Bhuapur Upazila mauza geocode map

Bhuyanpur (ভূঞাপুর) is an upazila of Tangail District in the Division of Dhaka, Bangladesh.

==Geography==
Bhuapur is located at . It has 46,412 households and total area of 225.00 km^{2}. The upazila is surrounded by Gopalpur & Sarishabari Upazila on the north, Kalihati Upazila on the south, Gopalpur and Ghatail Upazila on the east, and the Jamuna River on the west.

==Demographics==

According to the 2022 Bangladeshi census, Bhuapur Upazila had 56,679 households and a population of 217,327. 9.43% of the population were under 5 years of age.
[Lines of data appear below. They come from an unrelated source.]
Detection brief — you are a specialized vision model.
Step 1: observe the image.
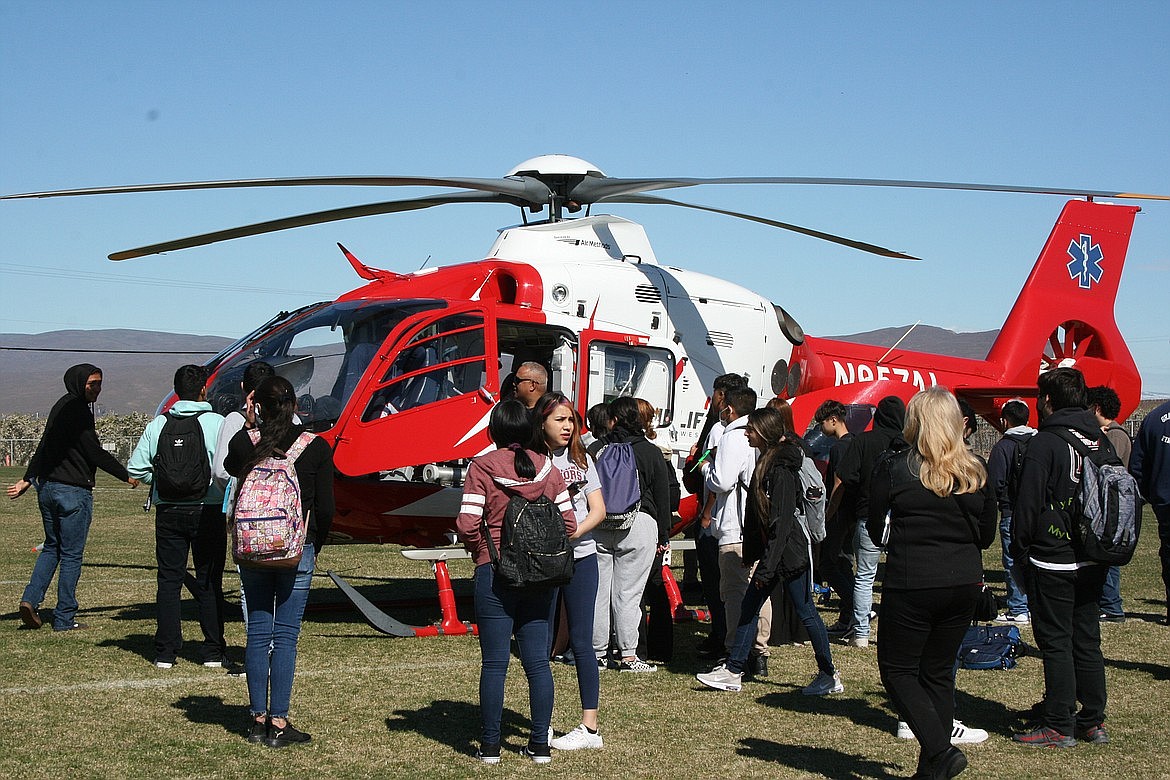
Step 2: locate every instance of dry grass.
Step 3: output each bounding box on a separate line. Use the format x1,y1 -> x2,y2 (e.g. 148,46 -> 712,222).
0,469 -> 1170,780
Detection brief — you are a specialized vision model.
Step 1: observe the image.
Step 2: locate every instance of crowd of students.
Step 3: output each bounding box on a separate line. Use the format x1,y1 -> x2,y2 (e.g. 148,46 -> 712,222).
8,363 -> 1170,778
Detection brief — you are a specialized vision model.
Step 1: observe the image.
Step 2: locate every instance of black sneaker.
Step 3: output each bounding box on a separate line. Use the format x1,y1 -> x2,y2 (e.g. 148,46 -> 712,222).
519,743 -> 552,764
264,718 -> 312,747
1076,723 -> 1109,745
248,719 -> 268,744
475,743 -> 500,764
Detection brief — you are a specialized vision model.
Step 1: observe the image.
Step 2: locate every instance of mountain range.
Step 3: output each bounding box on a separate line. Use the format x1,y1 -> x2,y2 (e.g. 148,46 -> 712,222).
0,325 -> 998,415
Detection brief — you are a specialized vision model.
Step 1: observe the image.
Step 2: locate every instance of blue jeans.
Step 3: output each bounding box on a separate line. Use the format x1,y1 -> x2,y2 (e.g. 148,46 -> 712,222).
472,564 -> 554,745
853,523 -> 881,639
240,544 -> 317,718
727,572 -> 837,675
21,482 -> 94,630
549,553 -> 601,710
999,515 -> 1027,615
1099,566 -> 1126,615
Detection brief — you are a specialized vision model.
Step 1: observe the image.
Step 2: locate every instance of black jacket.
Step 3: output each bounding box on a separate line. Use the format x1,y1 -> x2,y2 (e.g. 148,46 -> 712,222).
837,395 -> 906,523
866,437 -> 997,591
25,363 -> 130,489
1011,407 -> 1103,571
743,443 -> 811,585
223,427 -> 335,553
605,428 -> 681,545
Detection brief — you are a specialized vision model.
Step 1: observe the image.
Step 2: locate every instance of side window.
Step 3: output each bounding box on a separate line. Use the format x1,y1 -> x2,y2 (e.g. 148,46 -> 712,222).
362,315 -> 487,422
589,341 -> 674,427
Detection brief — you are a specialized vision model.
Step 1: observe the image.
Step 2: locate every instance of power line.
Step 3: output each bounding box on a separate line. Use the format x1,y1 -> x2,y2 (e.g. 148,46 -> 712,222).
0,345 -> 219,354
0,263 -> 335,298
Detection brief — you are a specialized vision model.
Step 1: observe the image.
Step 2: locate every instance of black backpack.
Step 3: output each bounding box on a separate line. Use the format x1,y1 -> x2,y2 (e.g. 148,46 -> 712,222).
1004,433 -> 1035,506
1053,428 -> 1142,566
481,495 -> 573,589
152,412 -> 212,502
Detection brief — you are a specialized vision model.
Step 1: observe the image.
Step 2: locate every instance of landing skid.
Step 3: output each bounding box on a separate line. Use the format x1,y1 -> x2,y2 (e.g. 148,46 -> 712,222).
329,547 -> 480,637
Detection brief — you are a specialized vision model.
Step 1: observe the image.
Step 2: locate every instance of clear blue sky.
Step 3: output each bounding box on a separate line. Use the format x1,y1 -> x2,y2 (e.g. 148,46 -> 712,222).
0,0 -> 1170,395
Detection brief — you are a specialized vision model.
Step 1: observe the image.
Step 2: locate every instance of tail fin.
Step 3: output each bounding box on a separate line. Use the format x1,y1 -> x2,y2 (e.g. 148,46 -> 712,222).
987,200 -> 1142,415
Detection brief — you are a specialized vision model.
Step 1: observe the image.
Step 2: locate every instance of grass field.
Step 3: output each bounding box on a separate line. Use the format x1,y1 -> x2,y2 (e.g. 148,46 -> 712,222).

Bhuapur had a literacy rate (age 7 and over) of 70.05%: 72.13% for males and 68.03% for females, and a sex ratio of 97.96 males for every 100 females. 42,422 (19.52%) lived in urban areas.

According to the 2011 Census of Bangladesh, Bhuapur Upazila had 46,412 households and a population of 189,913. 45,885 (24.16%) were under 10 years of age. Bhuapur had a literacy rate (age 7 and over) of 43.84%, compared to the national average of 51.8%, and a sex ratio of 1059 females per 1000 males. 28,708 (15.12%) lived in urban areas.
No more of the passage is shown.